When the U.S. Supreme Court declined yesterday to rule on Trump’s claim of presidential immunity, we were quick told that this meant Trump’s criminal trial would be delayed past the election through some magic wand process. Nevermind that things don’t actually work that way. And nevermind that we were told Trump would never be indicted to begin with. Come to think of it, after Trump lost in 2020, weren’t we told that the U.S. Supreme Court would just let Trump magically remain in office? Funny how none of these things ever do happen.

Don’t get me wrong. Lots and lots of bad things happen in politics. All you have to do is look out your window to see proof of that. But it’s remarkable how often we’re told that this or that specific thing is going to happen and is going to mean our doom, and that we’re supposed to stare at our screens in paralyzed horror while waiting for that thing to happen – and it ends up being something that was never going to happen or was never going to mean doom if it did happen.

We’re almost at a point where the specific things the political media tells us to panic over can be reliably dismissed as things not worthy of panicking over. That’s because the media doesn’t choose these points of focus based on how realistic they are; it chooses them based on how good they are for ratings. Then the media just hopes you won’t notice when its biggest doomsday narratives never play out in the way they’re hyped.
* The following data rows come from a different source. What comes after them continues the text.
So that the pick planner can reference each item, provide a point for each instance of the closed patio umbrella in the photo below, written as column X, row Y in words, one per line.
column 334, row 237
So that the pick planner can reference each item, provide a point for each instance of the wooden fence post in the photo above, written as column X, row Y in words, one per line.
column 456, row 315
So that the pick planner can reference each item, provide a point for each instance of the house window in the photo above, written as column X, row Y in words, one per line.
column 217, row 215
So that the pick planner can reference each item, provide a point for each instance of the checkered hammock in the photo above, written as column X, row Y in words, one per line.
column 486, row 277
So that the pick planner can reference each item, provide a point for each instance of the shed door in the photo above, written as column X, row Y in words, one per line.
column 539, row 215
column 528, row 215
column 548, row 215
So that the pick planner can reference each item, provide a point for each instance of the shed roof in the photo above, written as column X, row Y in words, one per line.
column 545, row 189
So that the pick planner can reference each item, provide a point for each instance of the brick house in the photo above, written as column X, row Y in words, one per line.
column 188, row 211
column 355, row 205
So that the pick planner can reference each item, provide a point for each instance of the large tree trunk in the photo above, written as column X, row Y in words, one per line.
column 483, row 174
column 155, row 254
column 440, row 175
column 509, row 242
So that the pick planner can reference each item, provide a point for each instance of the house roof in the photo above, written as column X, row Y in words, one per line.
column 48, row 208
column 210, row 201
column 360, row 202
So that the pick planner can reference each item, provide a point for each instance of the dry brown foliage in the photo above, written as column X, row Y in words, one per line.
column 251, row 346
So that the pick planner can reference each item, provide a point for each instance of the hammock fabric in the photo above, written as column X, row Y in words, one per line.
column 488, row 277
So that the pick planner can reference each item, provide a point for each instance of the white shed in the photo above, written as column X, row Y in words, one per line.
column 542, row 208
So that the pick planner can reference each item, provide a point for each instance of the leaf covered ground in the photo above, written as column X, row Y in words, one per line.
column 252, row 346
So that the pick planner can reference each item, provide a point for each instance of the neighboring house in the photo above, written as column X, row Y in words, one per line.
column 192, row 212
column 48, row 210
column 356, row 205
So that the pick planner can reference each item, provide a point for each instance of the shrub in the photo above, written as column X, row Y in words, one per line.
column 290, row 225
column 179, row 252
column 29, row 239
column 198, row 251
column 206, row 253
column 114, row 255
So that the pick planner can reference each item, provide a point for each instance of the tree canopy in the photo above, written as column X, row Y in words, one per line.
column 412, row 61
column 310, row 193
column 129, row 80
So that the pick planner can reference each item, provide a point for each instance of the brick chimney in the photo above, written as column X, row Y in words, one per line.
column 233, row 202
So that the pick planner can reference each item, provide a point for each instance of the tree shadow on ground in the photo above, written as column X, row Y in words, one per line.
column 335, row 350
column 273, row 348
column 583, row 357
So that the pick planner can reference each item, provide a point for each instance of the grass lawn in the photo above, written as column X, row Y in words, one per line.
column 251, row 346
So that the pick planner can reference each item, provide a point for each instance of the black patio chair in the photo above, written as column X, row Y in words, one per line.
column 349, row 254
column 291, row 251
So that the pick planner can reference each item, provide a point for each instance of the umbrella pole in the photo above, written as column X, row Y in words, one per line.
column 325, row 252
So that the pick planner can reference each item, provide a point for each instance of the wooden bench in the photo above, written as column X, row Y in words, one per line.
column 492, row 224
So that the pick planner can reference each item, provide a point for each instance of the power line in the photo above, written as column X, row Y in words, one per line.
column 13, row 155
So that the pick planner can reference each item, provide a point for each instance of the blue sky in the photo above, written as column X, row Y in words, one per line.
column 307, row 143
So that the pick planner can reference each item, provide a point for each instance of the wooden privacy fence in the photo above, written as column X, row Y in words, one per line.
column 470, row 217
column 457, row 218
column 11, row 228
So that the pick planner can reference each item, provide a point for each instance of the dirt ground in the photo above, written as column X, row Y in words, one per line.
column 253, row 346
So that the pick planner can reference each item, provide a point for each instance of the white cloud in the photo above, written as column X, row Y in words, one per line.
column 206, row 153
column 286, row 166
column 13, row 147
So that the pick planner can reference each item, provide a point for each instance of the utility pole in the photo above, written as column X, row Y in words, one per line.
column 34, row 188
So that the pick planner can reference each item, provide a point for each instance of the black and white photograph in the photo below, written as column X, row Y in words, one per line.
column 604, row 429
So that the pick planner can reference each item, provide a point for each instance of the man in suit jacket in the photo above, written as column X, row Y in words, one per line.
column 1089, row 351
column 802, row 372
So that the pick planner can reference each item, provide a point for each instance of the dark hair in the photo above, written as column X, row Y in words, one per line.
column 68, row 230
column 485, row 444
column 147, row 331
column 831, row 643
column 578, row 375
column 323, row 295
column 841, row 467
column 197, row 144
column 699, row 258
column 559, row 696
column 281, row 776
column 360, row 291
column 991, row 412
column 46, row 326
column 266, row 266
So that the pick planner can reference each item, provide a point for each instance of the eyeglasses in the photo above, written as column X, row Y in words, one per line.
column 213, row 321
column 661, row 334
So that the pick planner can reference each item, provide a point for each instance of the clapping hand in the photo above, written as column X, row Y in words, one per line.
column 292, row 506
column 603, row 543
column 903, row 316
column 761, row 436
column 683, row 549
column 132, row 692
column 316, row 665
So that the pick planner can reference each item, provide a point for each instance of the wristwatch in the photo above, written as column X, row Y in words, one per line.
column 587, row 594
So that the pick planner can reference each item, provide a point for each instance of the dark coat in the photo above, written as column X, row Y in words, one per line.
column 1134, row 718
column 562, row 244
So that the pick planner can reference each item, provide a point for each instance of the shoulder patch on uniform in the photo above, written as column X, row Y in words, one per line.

As always, the real problem with this kind of fictional doomsday hysteria is that it serves to distract us from the real threats we’re facing. When you sit there staring at your screen waiting for the sky to fall, you’re not being vigilant. You’re being negligent. In politics, you have to pay attention to what’s really going on each day. And these days that’s increasingly far removed from the ratings-friendly doomsday hysteria stories that the media pretends are going on each day.